18 June, 2020 — By John Gulliver
The crowd in Hyde Park on Saturday for the Black Lives Matter rally
THE young woman with a loud clear voice rang out with a call that electrified the crowd: “Why do you have to stand for God Save the Queen? Why don’t we say God Save the People!”
Gathering confidence she went on: “Why is Jesus always a white man? I say Jesus is a black man!”
The crowd clapped, whooped and cheered in Hyde Park on sunny Saturday – it was getting more and more enthusiastic.
“This, by the way, was a rally by Black Lives Matter and what the young black woman said – and her voice shook as if this was the first time she had spoken in public – made me think how the nation’s mood has changed.”
Whether you are a monarchist or a traditional Christian you do not hear that sort of thing normally. But these are not normal times – and there was a freshness and youthful excitement in the air. And the speaker was urging the young crowd to think for itself. Not to rebel but at least not to be complicit with tired old concepts that needed to be challenged.
Generally, the media describes meetings by the Black Lives Matter campaigners but does not report what the youngsters are saying and thinking – it isn’t only provocative it is also rebellious.
Too many of us are complicit. We walk by when we see something wrong being done.
The official media, certainly the TV news channels, are neutered, hardly ever questioning a disastrous government and Prime Minister whose dithering caused the disaster of more than 20,000 unnecessary deaths in the pandemic by locking down too late, and then allowing thousands of elderly hospital patients to be discharged, many with Covid-19, into care homes where the disease spread.

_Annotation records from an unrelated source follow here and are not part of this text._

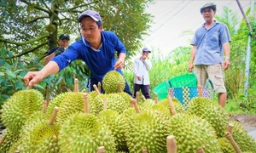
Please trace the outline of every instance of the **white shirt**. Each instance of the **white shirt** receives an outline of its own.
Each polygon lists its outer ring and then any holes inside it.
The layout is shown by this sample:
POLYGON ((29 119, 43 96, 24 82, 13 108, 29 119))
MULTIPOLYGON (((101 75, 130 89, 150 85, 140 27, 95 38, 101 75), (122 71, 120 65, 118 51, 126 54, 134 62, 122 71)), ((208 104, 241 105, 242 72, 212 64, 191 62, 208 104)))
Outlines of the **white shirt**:
POLYGON ((152 64, 148 60, 143 60, 141 58, 137 58, 134 60, 133 70, 134 70, 134 83, 149 85, 149 75, 148 71, 151 69, 152 64), (142 80, 139 81, 137 76, 141 76, 142 80))

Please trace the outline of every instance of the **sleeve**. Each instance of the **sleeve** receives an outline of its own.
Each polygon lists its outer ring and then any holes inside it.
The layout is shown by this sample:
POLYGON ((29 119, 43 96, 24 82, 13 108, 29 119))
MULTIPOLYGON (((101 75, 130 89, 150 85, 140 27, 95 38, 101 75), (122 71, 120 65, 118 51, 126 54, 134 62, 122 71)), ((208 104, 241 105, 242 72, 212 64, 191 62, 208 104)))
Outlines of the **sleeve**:
POLYGON ((71 45, 61 54, 54 57, 51 61, 55 61, 60 67, 60 71, 67 66, 72 61, 77 60, 79 57, 79 50, 71 45))
POLYGON ((224 43, 231 42, 230 31, 224 24, 222 25, 219 35, 220 43, 223 45, 224 43))
POLYGON ((118 55, 119 55, 120 53, 126 54, 125 45, 114 33, 113 33, 113 39, 114 41, 114 49, 118 52, 118 55))
POLYGON ((149 70, 152 68, 152 63, 151 63, 150 60, 145 60, 144 65, 145 65, 146 69, 147 69, 148 71, 149 71, 149 70))
POLYGON ((134 72, 134 75, 137 77, 139 75, 139 70, 138 70, 138 61, 137 61, 137 59, 136 59, 134 60, 134 64, 133 64, 133 72, 134 72))

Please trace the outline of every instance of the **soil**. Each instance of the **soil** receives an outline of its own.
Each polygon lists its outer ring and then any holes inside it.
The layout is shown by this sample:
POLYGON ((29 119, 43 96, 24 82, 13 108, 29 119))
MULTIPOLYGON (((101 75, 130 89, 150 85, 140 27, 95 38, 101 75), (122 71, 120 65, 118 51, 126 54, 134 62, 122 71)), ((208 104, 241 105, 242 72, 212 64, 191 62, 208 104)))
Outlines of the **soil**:
POLYGON ((256 115, 234 114, 230 116, 231 121, 239 122, 244 126, 256 127, 256 115))

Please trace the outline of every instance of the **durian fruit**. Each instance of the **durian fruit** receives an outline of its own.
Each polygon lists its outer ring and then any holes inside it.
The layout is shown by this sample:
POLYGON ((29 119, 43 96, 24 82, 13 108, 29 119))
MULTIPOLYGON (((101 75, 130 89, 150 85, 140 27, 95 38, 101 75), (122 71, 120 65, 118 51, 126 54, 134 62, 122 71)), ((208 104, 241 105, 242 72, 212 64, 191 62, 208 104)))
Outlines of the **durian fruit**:
POLYGON ((126 142, 130 152, 142 152, 143 149, 148 152, 167 151, 168 130, 165 120, 150 110, 127 117, 126 142))
POLYGON ((256 152, 256 141, 238 122, 232 121, 234 125, 232 137, 241 151, 256 152))
POLYGON ((102 79, 102 88, 106 94, 124 91, 125 81, 124 76, 116 71, 108 71, 102 79))
POLYGON ((113 110, 105 110, 98 115, 100 122, 107 126, 115 138, 116 149, 119 151, 128 151, 125 141, 125 120, 124 115, 113 110))
POLYGON ((218 138, 225 137, 229 114, 212 100, 205 97, 195 97, 187 105, 187 112, 207 120, 216 131, 218 138))
POLYGON ((19 134, 26 119, 42 110, 43 94, 35 89, 15 93, 3 105, 1 116, 3 125, 14 134, 19 134))
POLYGON ((8 128, 4 130, 2 137, 5 137, 3 144, 0 145, 0 152, 8 152, 9 148, 18 141, 20 135, 12 133, 8 128))
POLYGON ((173 135, 177 152, 195 152, 202 147, 205 152, 221 152, 214 128, 205 119, 195 115, 177 113, 172 116, 169 125, 169 135, 173 135))
POLYGON ((230 144, 230 142, 227 139, 227 138, 219 138, 218 139, 218 144, 220 147, 220 150, 223 153, 234 153, 236 152, 234 147, 230 144))
POLYGON ((59 143, 62 153, 96 153, 100 146, 113 153, 116 148, 111 131, 96 116, 84 113, 73 114, 63 122, 59 143))
POLYGON ((53 33, 54 31, 55 31, 56 30, 56 26, 51 23, 49 23, 49 25, 47 25, 45 26, 45 30, 49 32, 49 33, 53 33))

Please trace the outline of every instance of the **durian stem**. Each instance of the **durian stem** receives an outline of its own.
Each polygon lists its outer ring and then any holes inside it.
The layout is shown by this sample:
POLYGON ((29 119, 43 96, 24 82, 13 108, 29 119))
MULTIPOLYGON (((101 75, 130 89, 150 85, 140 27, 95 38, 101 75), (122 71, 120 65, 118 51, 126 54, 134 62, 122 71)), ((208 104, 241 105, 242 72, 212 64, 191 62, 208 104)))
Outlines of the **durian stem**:
POLYGON ((138 105, 137 105, 137 103, 136 99, 130 99, 130 102, 133 105, 136 112, 137 112, 137 113, 140 113, 141 110, 140 110, 138 105))
POLYGON ((196 153, 205 153, 205 150, 203 148, 200 147, 200 148, 197 148, 196 153))
POLYGON ((44 100, 44 102, 43 102, 43 110, 42 110, 43 114, 46 113, 46 108, 47 108, 47 101, 44 100))
POLYGON ((84 98, 84 113, 89 114, 89 102, 88 102, 88 97, 86 93, 83 94, 83 98, 84 98))
POLYGON ((136 102, 139 101, 140 92, 136 92, 136 102))
POLYGON ((232 134, 233 128, 234 128, 234 125, 231 123, 229 123, 227 130, 230 134, 232 134))
POLYGON ((104 146, 100 146, 97 150, 97 153, 105 153, 105 147, 104 146))
POLYGON ((143 100, 145 101, 146 100, 145 96, 143 94, 142 94, 142 97, 143 97, 143 100))
POLYGON ((58 110, 59 110, 59 108, 55 107, 55 109, 52 112, 52 115, 50 116, 49 120, 48 122, 48 125, 53 125, 54 124, 58 110))
POLYGON ((6 135, 3 135, 3 136, 1 137, 1 139, 0 139, 0 147, 2 146, 2 144, 3 143, 5 138, 6 138, 6 135))
POLYGON ((75 78, 74 79, 74 92, 79 92, 79 79, 75 78))
POLYGON ((172 97, 171 95, 167 95, 167 99, 168 99, 168 102, 169 102, 169 105, 170 105, 170 108, 171 108, 171 111, 172 111, 172 116, 175 116, 176 115, 176 110, 174 108, 174 105, 173 105, 173 102, 172 102, 172 97))
POLYGON ((96 84, 93 85, 93 88, 95 89, 95 91, 96 92, 97 95, 100 95, 101 94, 101 92, 99 91, 97 86, 96 84))
POLYGON ((157 94, 154 94, 154 104, 158 103, 158 97, 157 94))
POLYGON ((167 153, 177 153, 177 142, 173 135, 166 138, 167 153))
POLYGON ((104 97, 103 99, 103 110, 107 110, 108 108, 108 99, 107 97, 104 97))
POLYGON ((102 84, 100 82, 98 82, 98 90, 101 91, 102 90, 102 84))
POLYGON ((142 152, 143 152, 143 153, 148 153, 148 150, 147 150, 147 149, 143 149, 143 150, 142 150, 142 152))
POLYGON ((232 135, 227 132, 226 133, 226 138, 229 139, 229 141, 230 142, 230 144, 232 144, 233 148, 235 149, 236 153, 241 153, 241 150, 239 149, 237 144, 235 142, 235 140, 233 139, 232 135))
POLYGON ((197 85, 197 90, 198 90, 198 96, 202 97, 201 86, 200 84, 197 85))
POLYGON ((26 90, 30 90, 31 86, 27 86, 26 90))

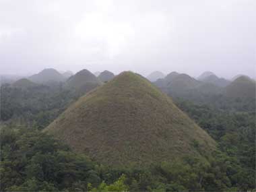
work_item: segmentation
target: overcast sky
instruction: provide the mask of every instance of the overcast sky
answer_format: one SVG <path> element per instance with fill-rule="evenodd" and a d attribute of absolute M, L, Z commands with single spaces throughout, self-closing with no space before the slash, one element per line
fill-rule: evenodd
<path fill-rule="evenodd" d="M 0 0 L 0 73 L 255 77 L 255 0 Z"/>

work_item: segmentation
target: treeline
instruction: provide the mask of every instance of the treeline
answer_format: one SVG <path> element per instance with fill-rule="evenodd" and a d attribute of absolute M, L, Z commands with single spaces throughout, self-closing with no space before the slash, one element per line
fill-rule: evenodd
<path fill-rule="evenodd" d="M 71 150 L 36 129 L 1 130 L 1 191 L 247 191 L 253 177 L 235 158 L 216 152 L 147 168 L 113 169 Z"/>

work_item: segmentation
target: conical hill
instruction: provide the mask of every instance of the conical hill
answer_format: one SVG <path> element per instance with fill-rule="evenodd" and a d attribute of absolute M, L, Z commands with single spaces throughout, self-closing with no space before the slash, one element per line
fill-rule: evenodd
<path fill-rule="evenodd" d="M 215 141 L 148 80 L 123 72 L 69 107 L 44 129 L 113 166 L 202 157 Z"/>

The government could apologise but it is either unaware of its responsibilities or afraid – and the mainstream media doesn’t go after them. Contrast this with, say, CNN in the US where reporters and presenters daily expose Trump and call him a “liar” on screen, protected by a much freer form of democracy.
Some scientists have now broken away from the government and are speaking their mind. Among them is the editor of the prestigious medical journal The Lancet, Richard Horton, who has accused the political as well as the medical establishment of being “complicit” in the failures of the government. This week he repeated his allegation on BBC2’s Newsnight under grilling by Emily Maitlis and referred to “collusion”, a different word but the same meaning.
I have thought this for sometime. During my own stay in hospital last year when I saw how patients were being discharged far too early I thought why do the senior doctors and nurses allow themselves to be bullied by managers? Why are they complicit? I was discharged too early and have written about it. But I saw other fellow patients sent home when it was obvious there was no one at home who could look after them. Shortly after I was discharged, a friend, who had had a serious operation for cancer was sent home too quickly and fell at home, opening up his sutures and had to be rushed back for more procedures, and a longer stay.
The young Black Lives Matter woman wasn’t having any of that. She was asking hard questions. She wanted answers. She was seeking the truth.
Racism, like the coronavirus, hasn’t gone away. It is here. Embedded by a poor education system, and a society that refuses to look at the problem in the eye. The victims are the large disenfranchised and disadvantaged sub-stratum of society occupied by blacks and ethnic minorities, and this young generation is rebelling against it.
Our police force, I believe, is better trained and better educated than the US police but racism is in the force, too. And here in the Met. This week a veteran black campaigner in Tottenham, Stafford Scott, whom I have met many times, was reportedly a witness to police Tasering an elderly relative in Tottenham at his home who was completely innocent of any misdemeanour. Stafford and his brother have been campaigning against police brutality over the years especially after the killing of Mark Duggan which triggered the riots of 2011 engulfing Camden Town.
Stafford is an old hand at being a critic of society. He refuses to be complicit. Like the young woman in Hyde Park.